The national side? At what? Hockey-stick fencing? “What are you talking about?”

“You’re rotten inside, Mr. Grey. Mean to the core.”

“There is something wrong with you,” he tells her. “What kind of person makes up this shit?” Then he realizes he’s the kind of person who makes up this shit. He does it for a living. He’s a professional liar. A makeup artist.

“You just stay where you are,” she says, and prods the hockey stick at him. “Your wife is dead because of you.”

“What?”

“You killed her.”

Hearing her say that . . . well now, she shouldn’t have said it. Shouldn’t. Have. Said it. He grabs the heal of the hockey stick in both hands and then it’s a tug-of-war between them as he gets to his feet and pushes forward. He’s heavier and stronger and younger and madder and he pushes her easily back down the pathway. Her foot goes into the garden off to the side, she stumbles, holding onto the hockey stick to try and keep her balance, and suddenly he realizes what’s about to happen. As annoying as she is, the last thing he wants is her falling over and cracking her head open. He tries to keep his grip on the hockey stick to stop her from falling, but she’s too heavy, and the stick comes out of his hands. She loses her balance then and topples over, her ass hitting the ground a second before her back, her head hitting a second later, and as he stands there staring at her, he realizes what she said is true—Sandra is dead.

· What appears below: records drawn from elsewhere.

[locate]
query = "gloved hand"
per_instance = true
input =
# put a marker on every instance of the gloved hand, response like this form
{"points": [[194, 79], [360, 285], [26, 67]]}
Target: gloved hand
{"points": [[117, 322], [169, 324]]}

Your name is Jerry Grey, Henry tells him, and he’d forgotten all about Henry, camping out in the back of his brain, there to offer commentary along the way. You’re a crime writer who doesn’t live here anymore, your Alzheimer’s tips the world upside down and shakes the hell out of it. The police are coming for you, they’re coming for you. Oh, also, you shot Sandra.

But it’s Hans that is coming for him, not the police, Hans coming around the side of the house, Hans coming to a stop where Mrs. Smith is making friends with the lawn. She isn’t moving.

“What the hell, Jerry?”

“It . . . it was an accident.”

“Is she . . . ?”

“I don’t know, I don’t know.”

Hans leans down and checks for a pulse. He has to move his fingers around for a few seconds and tuck them into a wrinkle that makes his fingers disappear to the first knuckle, but then he nods and he looks relieved. “She’s still alive. Help me get her up onto the deck.”

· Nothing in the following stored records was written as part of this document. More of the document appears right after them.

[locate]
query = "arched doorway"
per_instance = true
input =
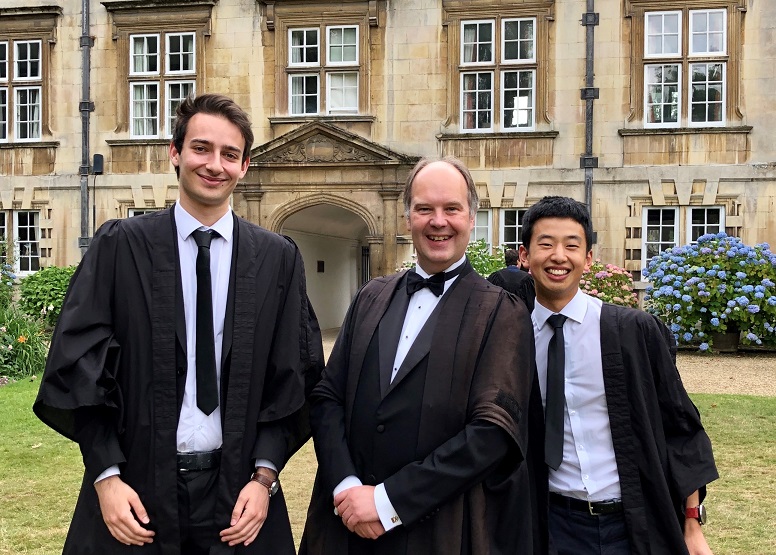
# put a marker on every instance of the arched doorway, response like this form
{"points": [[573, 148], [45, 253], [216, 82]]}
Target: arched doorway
{"points": [[333, 243]]}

They get her upright, each holding one of her arms over their shoulders as they lift her onto the deck. The sun loungers there haven’t been cleaned after the winter, they’re covered in dead leaves and cobwebs and bird crap, but between them they get her laid down on one. “We can’t just leave her like this,” Jerry says. “It’s too cold.”

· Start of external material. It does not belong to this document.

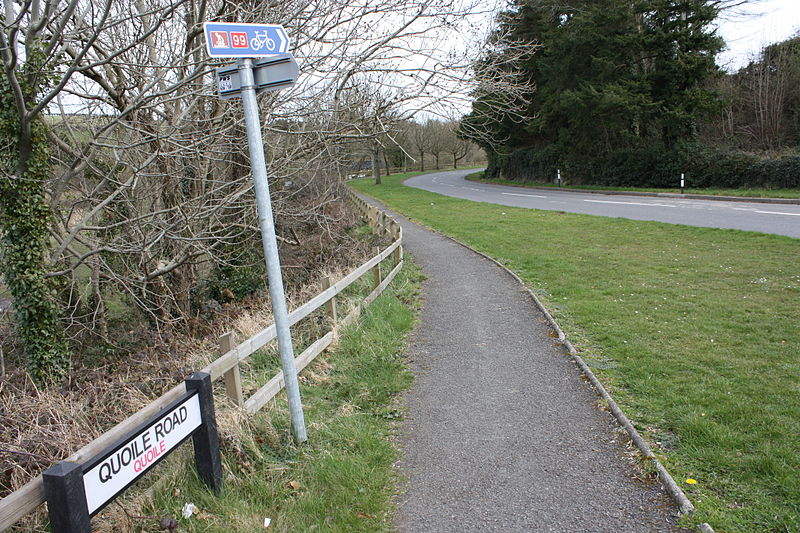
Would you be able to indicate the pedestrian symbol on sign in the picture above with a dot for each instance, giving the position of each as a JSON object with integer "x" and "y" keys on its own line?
{"x": 220, "y": 39}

“Why did you come here?” Hans asks. “You’ve remembered where the journal is?”

“No,” Jerry says. “I don’t even know why I came here.”

“Do you know where it is?”

Jerry nods. “The guy in there has it. The new owner of the house. Gary Somebody. It’s in there somewhere. That must be why I came back.”

“Then we need to go in and get it,” Hans says.

“She called the police,” Jerry says, looking down at Mrs. Smith.

“She said that?”

“Yeah.”

“Okay, then we don’t need to worry about her getting cold because they’ll be on their way.” He pulls Jerry back in the direction of the street. “If we have to, we can come back later.”

They reach the car. It’s not the same car Hans was driving earlier. It isn’t until Jerry is sitting down and putting on his seat belt that he realizes they’re not alone. Eric the orderly is slumped across the backseat, eyes closed and softly snoring.